天籁小说网 > 言情小说 > 理想型 > 50
    叶漾几句并不含情脉脉的交代,对郁森来说却是琼浆玉液。他想她,她也想他,这句话放在今晚并不是重点。重点是她说丁月吟和叶安龙有了让步的迹象。

    音乐餐吧,郁森坐在角落的位置,一张臭脸绷不住,带了笑,会发光似的。

    徐通达在台上唱着唱着,觉得女粉丝们的关注越来越不在他身上,一传十,十传百地往角落看过去。
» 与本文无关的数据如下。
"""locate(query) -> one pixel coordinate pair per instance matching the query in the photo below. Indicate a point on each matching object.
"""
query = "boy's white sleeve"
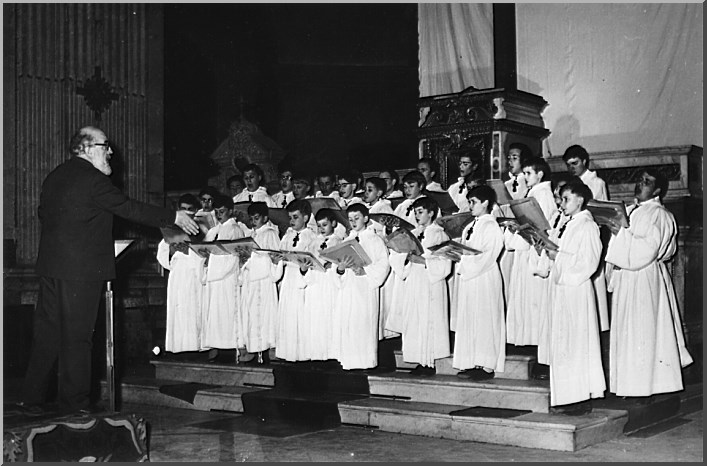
(397, 264)
(163, 255)
(489, 241)
(379, 268)
(221, 267)
(577, 262)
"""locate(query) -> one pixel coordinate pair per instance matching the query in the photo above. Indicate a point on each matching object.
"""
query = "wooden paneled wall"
(50, 51)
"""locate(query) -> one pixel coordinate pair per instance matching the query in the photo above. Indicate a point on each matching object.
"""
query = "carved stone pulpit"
(245, 144)
(482, 123)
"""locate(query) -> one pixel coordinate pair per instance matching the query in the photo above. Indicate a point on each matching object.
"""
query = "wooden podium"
(483, 122)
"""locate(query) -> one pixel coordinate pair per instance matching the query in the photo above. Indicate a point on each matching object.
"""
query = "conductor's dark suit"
(76, 256)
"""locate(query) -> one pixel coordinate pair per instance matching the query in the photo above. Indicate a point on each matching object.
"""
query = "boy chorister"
(293, 317)
(373, 197)
(413, 184)
(321, 293)
(524, 313)
(425, 326)
(254, 192)
(258, 288)
(221, 328)
(359, 299)
(576, 373)
(184, 289)
(480, 330)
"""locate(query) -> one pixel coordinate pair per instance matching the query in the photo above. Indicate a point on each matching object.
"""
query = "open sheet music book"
(404, 242)
(528, 211)
(391, 221)
(444, 201)
(454, 224)
(319, 203)
(453, 250)
(242, 248)
(534, 235)
(351, 248)
(503, 197)
(603, 211)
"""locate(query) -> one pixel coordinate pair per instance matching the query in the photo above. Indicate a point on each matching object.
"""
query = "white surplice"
(647, 349)
(425, 326)
(480, 328)
(184, 298)
(576, 372)
(359, 305)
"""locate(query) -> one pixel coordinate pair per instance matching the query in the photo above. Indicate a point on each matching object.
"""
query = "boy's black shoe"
(541, 372)
(423, 371)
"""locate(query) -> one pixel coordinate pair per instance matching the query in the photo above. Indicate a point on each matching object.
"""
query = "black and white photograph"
(144, 142)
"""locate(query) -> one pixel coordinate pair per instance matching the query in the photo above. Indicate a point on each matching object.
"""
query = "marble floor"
(186, 435)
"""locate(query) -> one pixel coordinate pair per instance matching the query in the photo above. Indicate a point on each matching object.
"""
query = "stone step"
(529, 395)
(532, 430)
(518, 366)
(260, 376)
(145, 390)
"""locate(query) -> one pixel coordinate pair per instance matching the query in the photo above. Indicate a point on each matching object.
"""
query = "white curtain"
(616, 75)
(456, 47)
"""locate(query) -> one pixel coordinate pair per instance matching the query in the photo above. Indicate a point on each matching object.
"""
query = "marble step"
(518, 367)
(215, 373)
(145, 390)
(529, 395)
(531, 430)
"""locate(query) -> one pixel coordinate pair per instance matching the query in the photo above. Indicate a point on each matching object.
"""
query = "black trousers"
(63, 332)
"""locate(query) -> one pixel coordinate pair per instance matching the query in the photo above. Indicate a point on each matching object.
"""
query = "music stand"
(120, 246)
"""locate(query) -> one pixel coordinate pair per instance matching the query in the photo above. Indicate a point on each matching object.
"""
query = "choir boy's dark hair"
(258, 208)
(428, 204)
(415, 177)
(580, 189)
(304, 207)
(189, 198)
(223, 201)
(325, 213)
(483, 193)
(661, 181)
(357, 207)
(539, 164)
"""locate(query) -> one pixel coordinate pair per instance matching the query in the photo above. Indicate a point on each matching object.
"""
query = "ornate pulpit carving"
(245, 144)
(481, 122)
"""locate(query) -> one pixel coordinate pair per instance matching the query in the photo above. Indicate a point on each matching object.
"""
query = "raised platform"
(504, 411)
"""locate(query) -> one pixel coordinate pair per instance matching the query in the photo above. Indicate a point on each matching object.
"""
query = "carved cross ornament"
(97, 93)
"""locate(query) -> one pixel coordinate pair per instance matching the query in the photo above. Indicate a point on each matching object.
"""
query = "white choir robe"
(293, 317)
(259, 293)
(222, 325)
(457, 192)
(184, 298)
(382, 206)
(359, 305)
(281, 199)
(525, 289)
(405, 210)
(259, 195)
(576, 372)
(542, 269)
(647, 345)
(320, 298)
(596, 184)
(480, 329)
(521, 187)
(425, 327)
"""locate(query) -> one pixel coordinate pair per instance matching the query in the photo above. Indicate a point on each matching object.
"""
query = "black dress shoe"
(541, 372)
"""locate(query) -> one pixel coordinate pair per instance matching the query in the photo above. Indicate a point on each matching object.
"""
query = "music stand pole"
(110, 363)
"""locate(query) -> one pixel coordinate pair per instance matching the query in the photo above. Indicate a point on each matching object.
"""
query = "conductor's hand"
(186, 223)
    他跟着看过去,搞什么啊?郁森这臭小子光是笑一笑,就能砸他场子吗?从小一块儿光着屁股长大,他没觉得他这么大魅力啊!

    此后。

    郁森离开了京市一段时间,去采风。

    叶漾让他去的。

    丁月吟和叶安龙对叶漾的管束有了松懈。有一次,叶漾用手机的时候,叶安龙喊丁月吟去厨房尝尝红烧排骨的咸淡,丁月吟抬脚就走。叶漾争分夺秒地给郁森发了微信,说现阶段正是她爸妈考验她自觉性的时期,她得表决心,让他们知道她不是离开他就活不了的恋爱脑,所以就算是有机可乘,她和他还是再忍一忍为好,眼光放长远。

    郁森同意。

    他不同意也没用,不是吗?

    由此,叶漾说现阶段正是郁森去采风的时期。他在来京市之前就有这个行程了,拖拖拉拉一直没动身。

    真要说恋爱脑,非他莫属。

    总之,叶漾的决策一举两得。当郁森身处戈壁滩,她在京市对丁月吟和叶安龙的表决心也有了收效。

    做爸妈的,能看不出女儿的变化吗?

    过去两年,女儿不爱说、不爱笑,如今被他们关了禁闭,反倒天天有说有笑的。

    再往前想想,女儿就是从温水镇回来后,像是一潭死水偶尔会冒个泡泡。尤其有一次,女儿在饭桌上对着手机笑,跟他们说是在给学生答疑。答疑有什么好笑的?当时,他们倒也没上当,没刨根问底,是觉得女儿能笑就好,笑什么都好。

    如今,是他们出尔反尔。

    是他们非要女儿“端端正正”了。

    俗话说,不管黑猫白猫,能抓到老鼠的就是好猫。

    同理,不管大流氓小流氓,能让女儿笑的就是好流氓。

    更何况,他好像……不是流氓。不是只有女儿的一面之词,他们在网上看了有关郁森的采访,还买了最新一期的《品格》杂志。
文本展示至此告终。